Die Mitte der Gesellschaft sei sozial gesehen zwar "bombensicher", sagte Küberl. "Aber der Sozialstaat muss auch am Rand krisenfest sein." Hier gehe ihm die Ernsthaftigkeit der Politik ab. Er würde sich wünschen - sowohl für Österreich als auch für Europa - "dass Armen dieselbe Aufmerksamkeit zukommt wie den Banken", so der Präsident.

Es gehe um die Frage des gerechten Lohns, verwies Küberl auf die Enzyklika Rerum Novarum, die Papst Leo XIII. im Jahr 1891 verfasst hatte und dort ebendiese Lohngerechtigkeit eingefordert hatte. "Das muss man sicherstellen", so der Präsident. Es gehe darum, die Armut "stückweise zu entschärfen und abzubauen". In Österreich gebe es das Phänomen, dass es den meisten sehr gut gehe - damit fehle bei vielen das Bewusstsein, dass es auch Bürger gibt, denen es nicht gut geht. Die Beschäftigungspolitik sei jedenfalls der "Kern" in der Armutsbekämpfung.

Bildung wichtig für Armutsbekämpfung

Besorgt gab sich Küberl auch angesichts des von der Caritas registrierten Zulaufs von Pensionisten bei der Sozialberatung. Man müsse sich daher die Frage stellen, ob die Höhe des Ausgleichszulagenrichtsatzes die richtige sei. Dieser sollte erhöht werden, meinte Küberl. Ebenfalls von Armut bedroht sieht er Alleinerziehende und Familien mit mehreren Kindern. Hier werde die Zahl jener, die sich an die Sozialberatung wenden, "signifikant mehr".
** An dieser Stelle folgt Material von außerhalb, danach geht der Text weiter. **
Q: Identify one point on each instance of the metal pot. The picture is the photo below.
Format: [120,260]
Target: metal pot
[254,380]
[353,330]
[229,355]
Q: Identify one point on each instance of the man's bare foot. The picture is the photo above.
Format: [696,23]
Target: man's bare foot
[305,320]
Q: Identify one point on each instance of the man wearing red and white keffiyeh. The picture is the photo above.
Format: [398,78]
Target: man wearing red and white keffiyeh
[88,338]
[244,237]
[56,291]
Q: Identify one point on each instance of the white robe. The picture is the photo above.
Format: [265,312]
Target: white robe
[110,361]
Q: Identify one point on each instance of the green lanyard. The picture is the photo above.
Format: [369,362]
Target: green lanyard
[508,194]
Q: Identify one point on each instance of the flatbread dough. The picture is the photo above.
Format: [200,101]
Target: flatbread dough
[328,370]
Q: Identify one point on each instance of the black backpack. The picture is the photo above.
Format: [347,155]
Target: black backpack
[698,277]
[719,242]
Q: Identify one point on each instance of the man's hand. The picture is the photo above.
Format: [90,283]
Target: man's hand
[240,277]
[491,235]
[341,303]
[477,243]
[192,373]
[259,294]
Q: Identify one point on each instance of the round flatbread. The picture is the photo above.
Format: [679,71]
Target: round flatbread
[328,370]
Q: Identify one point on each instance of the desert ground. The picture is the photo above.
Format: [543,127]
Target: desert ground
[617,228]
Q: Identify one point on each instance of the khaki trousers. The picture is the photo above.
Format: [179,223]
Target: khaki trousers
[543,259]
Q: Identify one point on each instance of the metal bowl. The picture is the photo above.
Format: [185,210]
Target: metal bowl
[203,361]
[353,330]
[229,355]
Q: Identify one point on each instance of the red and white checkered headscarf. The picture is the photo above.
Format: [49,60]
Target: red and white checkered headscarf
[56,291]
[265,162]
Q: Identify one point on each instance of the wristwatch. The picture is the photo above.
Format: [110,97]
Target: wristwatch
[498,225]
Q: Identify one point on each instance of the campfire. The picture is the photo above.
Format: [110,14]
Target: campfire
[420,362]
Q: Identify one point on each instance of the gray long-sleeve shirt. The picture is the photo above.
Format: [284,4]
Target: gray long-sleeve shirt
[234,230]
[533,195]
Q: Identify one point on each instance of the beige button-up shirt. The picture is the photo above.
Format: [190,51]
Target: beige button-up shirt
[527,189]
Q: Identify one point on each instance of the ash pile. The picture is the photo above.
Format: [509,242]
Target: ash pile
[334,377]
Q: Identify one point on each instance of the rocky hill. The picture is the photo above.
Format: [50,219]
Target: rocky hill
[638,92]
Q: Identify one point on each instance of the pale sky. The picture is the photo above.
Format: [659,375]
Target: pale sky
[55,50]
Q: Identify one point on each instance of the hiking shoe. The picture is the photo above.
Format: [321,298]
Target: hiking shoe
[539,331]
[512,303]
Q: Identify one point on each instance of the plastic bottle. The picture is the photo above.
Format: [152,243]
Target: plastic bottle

Ein großes Anliegen ist Küberl im Zusammenhang mit der Armutsbekämpfung auch das Thema Bildung. Die Politik müsse ein Schulsystem bauen, dass Nachhilfe "unnotwendig" mache und "die Armut bricht". "Mir wäre recht, wenn alle einen realen Hauptschulabschluss haben", so der Wunsch des Caritas-Präsidenten. Zur Erreichung dieser Ziele spricht er sich für "ganztägigere" Schulformen aus; die Lehrer sollten seiner Meinung nach die Arbeitszeit in der Schule - mit den Schülern - verbringen. Wobei er gleichzeitig festhält, dass die Eltern "schon die ersten Trainer" sein sollten.

Pflegereformen gefordert

Als Beispiel für eine solch "ganztägigere" Schulform verweist er auf die 18 "Lerncafes" des Caritas, in denen Kinder mit Hilfe von Pädagogen und ehrenamtlichen Helfern gemeinsam lernen und Förderung über die Schule hinaus erfahren - aber es wird dort auch gespielt und gemeinsam gegessen. Wären die finanziellen Mittel vorhanden, könnte man dreimal so viele Cafes betreiben, sagte Küberl - der Bedarf sei groß.
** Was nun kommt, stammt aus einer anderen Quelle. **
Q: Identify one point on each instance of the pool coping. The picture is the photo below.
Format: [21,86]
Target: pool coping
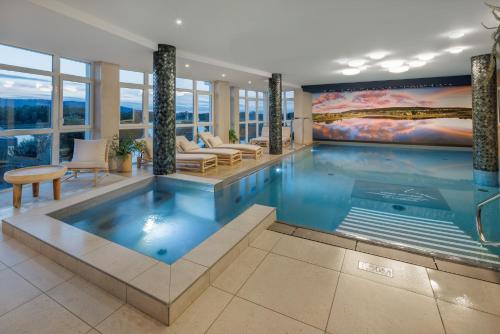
[135,278]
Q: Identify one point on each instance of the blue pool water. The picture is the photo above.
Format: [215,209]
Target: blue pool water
[417,198]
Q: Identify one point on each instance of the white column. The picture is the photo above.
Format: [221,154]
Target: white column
[222,110]
[106,100]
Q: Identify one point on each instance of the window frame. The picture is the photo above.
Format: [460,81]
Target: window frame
[56,121]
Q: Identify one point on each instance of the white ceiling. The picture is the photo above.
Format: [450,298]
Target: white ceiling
[306,41]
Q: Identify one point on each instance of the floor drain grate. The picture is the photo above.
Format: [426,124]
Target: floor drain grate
[374,269]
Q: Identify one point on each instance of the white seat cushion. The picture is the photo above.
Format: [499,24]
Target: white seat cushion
[215,141]
[188,146]
[90,151]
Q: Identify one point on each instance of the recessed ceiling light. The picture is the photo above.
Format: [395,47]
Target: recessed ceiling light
[351,71]
[392,63]
[356,62]
[417,63]
[456,34]
[456,49]
[399,69]
[377,55]
[426,56]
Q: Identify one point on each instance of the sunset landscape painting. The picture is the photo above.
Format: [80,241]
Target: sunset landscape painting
[424,116]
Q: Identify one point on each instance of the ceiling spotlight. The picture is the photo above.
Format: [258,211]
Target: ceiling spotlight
[399,69]
[456,34]
[351,71]
[377,55]
[392,63]
[456,49]
[417,63]
[426,56]
[356,62]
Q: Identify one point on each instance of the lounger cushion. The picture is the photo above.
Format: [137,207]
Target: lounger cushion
[90,151]
[188,146]
[215,141]
[187,156]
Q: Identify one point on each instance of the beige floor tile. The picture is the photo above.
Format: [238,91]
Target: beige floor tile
[155,281]
[14,291]
[183,274]
[462,320]
[300,290]
[200,315]
[128,320]
[85,300]
[242,316]
[465,291]
[465,270]
[42,272]
[404,275]
[396,254]
[266,240]
[326,238]
[41,316]
[282,228]
[310,251]
[238,272]
[363,306]
[119,261]
[13,252]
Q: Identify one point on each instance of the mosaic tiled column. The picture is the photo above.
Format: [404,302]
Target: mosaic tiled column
[275,141]
[164,110]
[484,123]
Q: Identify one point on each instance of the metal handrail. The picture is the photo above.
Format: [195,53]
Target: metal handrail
[479,225]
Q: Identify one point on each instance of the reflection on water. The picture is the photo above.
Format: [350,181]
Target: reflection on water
[436,131]
[419,198]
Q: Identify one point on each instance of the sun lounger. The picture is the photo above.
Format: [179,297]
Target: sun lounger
[225,156]
[248,151]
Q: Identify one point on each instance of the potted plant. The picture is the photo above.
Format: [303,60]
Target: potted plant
[140,146]
[233,138]
[121,150]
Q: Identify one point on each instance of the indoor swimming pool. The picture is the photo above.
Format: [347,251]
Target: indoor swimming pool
[417,198]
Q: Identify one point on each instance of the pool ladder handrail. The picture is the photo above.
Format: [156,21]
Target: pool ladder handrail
[479,224]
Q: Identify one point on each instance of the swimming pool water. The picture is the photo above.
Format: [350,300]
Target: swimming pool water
[418,198]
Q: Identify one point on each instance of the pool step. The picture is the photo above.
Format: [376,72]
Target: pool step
[428,235]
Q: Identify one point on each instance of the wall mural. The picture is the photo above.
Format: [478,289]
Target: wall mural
[427,116]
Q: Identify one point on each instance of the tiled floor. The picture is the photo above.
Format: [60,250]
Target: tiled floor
[280,284]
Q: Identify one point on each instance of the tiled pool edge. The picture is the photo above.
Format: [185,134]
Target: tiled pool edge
[29,229]
[441,263]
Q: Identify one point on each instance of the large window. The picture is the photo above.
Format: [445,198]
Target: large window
[45,103]
[252,114]
[193,113]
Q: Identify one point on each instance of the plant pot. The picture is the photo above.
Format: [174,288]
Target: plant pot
[124,163]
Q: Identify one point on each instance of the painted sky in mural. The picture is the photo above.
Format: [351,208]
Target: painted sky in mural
[431,116]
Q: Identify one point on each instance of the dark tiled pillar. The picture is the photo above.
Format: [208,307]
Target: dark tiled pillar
[164,110]
[484,123]
[275,141]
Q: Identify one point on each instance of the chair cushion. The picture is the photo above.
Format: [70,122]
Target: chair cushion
[90,150]
[188,146]
[215,141]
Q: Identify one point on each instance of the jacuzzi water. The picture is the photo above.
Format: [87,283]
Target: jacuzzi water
[417,198]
Auch beim Thema Pflege erwartet sich der Präsident Schritte der Politik. Einerseits gelte es, den Pflegefonds von einer Übergangs- in eine dauerhafte Lösung umzuwandeln. Zur Frage der Finanzierung wiederholte er einmal mehr, dass die Caritas Überlegungen hinsichtlich einer Pflegeversicherung eher skeptisch gegenüber steht, da dies die Lohnnebenkosten antreiben würde. Andererseits forderte er zum wiederholten Mal eine regelmäßige Valorisierung des Pflegegeldes, das Schließen von Betreuungslücken sowie eine Vereinheitlichung der Standards in den Bundesländern. Zur von Sozialminister Rudolf Hundstorfer (SPÖ) angekündigten Strukturreform meinte Küberl, er traue und mute dem Ressortchef zu, dass er hier die nächsten Schritte weiter geht. (APA, 31.7.2012)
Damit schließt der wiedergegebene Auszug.